BrowserArena: Evaluating LLM Agents on Real-World Web Navigation Tasks
This addresses the need for better evaluation of LLM web agents for researchers and developers, though it is incremental in improving benchmarking methods.
The paper tackled the problem of evaluating LLM web agents in real-world settings by introducing BrowserArena, a live open-web platform that collects user-submitted tasks and uses human feedback to identify failure modes like captcha resolution and pop-up banner removal, finding that models like o4-mini and DeepSeek-R1 exhibit diverse but brittle behaviors.

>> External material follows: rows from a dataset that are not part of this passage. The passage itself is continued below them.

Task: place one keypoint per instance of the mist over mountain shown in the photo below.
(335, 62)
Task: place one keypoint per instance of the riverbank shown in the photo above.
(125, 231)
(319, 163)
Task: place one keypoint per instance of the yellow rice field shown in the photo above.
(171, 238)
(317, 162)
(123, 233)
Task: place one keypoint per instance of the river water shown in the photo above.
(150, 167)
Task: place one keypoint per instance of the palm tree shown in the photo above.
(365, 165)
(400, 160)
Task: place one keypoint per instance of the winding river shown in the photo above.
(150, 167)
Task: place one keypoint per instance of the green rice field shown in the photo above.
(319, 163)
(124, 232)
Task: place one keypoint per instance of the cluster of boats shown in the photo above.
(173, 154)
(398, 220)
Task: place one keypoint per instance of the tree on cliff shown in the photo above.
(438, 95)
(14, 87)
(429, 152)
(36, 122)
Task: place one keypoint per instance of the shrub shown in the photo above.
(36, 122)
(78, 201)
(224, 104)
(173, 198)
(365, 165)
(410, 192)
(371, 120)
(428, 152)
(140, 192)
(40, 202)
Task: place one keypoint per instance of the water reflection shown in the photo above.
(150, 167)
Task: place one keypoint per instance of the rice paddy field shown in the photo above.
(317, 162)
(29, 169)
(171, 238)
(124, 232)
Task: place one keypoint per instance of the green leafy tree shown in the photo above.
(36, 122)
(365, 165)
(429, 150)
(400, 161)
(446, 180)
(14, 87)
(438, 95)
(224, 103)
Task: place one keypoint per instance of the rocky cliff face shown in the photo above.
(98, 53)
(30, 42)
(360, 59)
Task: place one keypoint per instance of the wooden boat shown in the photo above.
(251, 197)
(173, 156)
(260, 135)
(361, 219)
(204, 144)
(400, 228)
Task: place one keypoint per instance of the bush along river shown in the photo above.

LLM web agents now browse and take actions on the open web, yet current agent evaluations are constrained to sandboxed environments or artificial tasks. We introduce BrowserArena, a live open-web agent evaluation platform that collects user-submitted tasks, runs Arena-style head-to-head comparisons, and uses step-level human feedback to surface failure modes. Collecting and analyzing step-level annotations on the agent traces, we identify three consistent failure modes: captcha resolution, pop-up banner removal, and direct navigation to URLs. By constructing targeted datasets to further study these tasks, we discover variations in how different language models navigate these failure modes. We find, for example, that o4-mini deploys a wider variety of strategies to circumvent captcha resolution than other models and DeepSeek-R1 consistently misleads users about pop-up banner closure. Our findings surface both the diversity and brittleness of current web agents. More broadly, our benchmarking methodology provides an approach to evaluating and understanding web agent failure modes at scale.